Но шумные удовольствия (у меня немного)? Так называемые «наслаждения»? Они были приятны только в момент получения, и не имеют никакого значения для «потом».

Только в старости узнаешь, что «надо было хорошо жить». В юности это даже не приходит на ум. И в зрелом возрасте – не приходит. А в старости воспоминание о добром поступке, о ласковом отношении, о деликатном отношении – единственный «светлый гость» в «комнату» (в душу).

(глубокой ночью)

Да что же и дорого-то в России, как не старые церкви. Уж не канцелярии ли? или не редакции ли? А церковь старая-старая, и дьячок – «не очень», все с грешком, слабенькие. А тепло только тут. Отчего же тут тепло, когда везде холодно? Хоронили тут мамашу, братцев: похоронят меня; будут тут же жениться дети: все – тут… Все важное… И вот люди надышали тепла.

В «друге» Бог дал мне встретить человека, в котором я никогда не усумнился, никогда не разочаровался. Забавно, однако, что не проходило дня, чтобы мы не покричали друг на друга. Но за вечерний час никогда не переходила наша размолвка. Обычно я или она через полчаса уже подходили с извинением за грубость (выкрик).

Никогда, никогда между нами не было гнева или неуважения.

Никогда!!! И ни на один полный день. Ни разу за двадцать лет день наш не закатился в «разделении»…

(глубокой ночью)

Тихие, темные ночи… Испуг преступленья… Тоска одиночества… Слезы отчаянья, страха и пота труда… Вот ты, религия… Помощь согбенному… Помощь усталому… Вера больного… Вот твои корни, религия… Вечные, чудные корни…

(за корректурой фельетона)

«Все произошло через плаценту», – сказал Шернпаль. В семнадцать с половиной лет, когда в этих вещах она и теперь, в сорок семь лет, как ребенок. «Отчего рука висит?!» – и никакой другой заботы, кроме руки. Доктор насмешливо: «Вот больше всего их беспокоит рука. Но ведь это же ничего, у вас даже и недвижна-то левая»…

И курит папироску в какой-то задумчивости.

Болит душа, болит душа, болит душа…

И что делать с этой болью – я не знаю.

Но только при боли я и согласен жить… Это есть самое дорогое мне и во мне.

(глубокой ночью)

Уже года за три до 1911 г. мой безымянный и верный друг, которому я всем обязан, говорил:

– Я чувствую, что не долго еще проживу… Давай эти немногие годы проживем хорошо…
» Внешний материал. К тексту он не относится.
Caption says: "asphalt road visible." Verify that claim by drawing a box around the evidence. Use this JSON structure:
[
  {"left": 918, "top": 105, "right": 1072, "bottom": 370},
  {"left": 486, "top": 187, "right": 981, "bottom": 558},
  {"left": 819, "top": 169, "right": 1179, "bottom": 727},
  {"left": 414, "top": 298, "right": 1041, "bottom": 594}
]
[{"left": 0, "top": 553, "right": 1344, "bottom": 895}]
И я весь замирал. Едва слышно говорил: «Да, да!» Но в действительности этого «да» не выходило.

ВАША МАМА (Детям)

– Я отрезала косу, потому что она мне не нужна. Чудная каштановая коса. Теперь волосы торчат, как мышиный хвостик.

– Зачем? И не спросясь! Это мне обида. Точно ты что бросила от себя, и – такое, что было другим хорошо.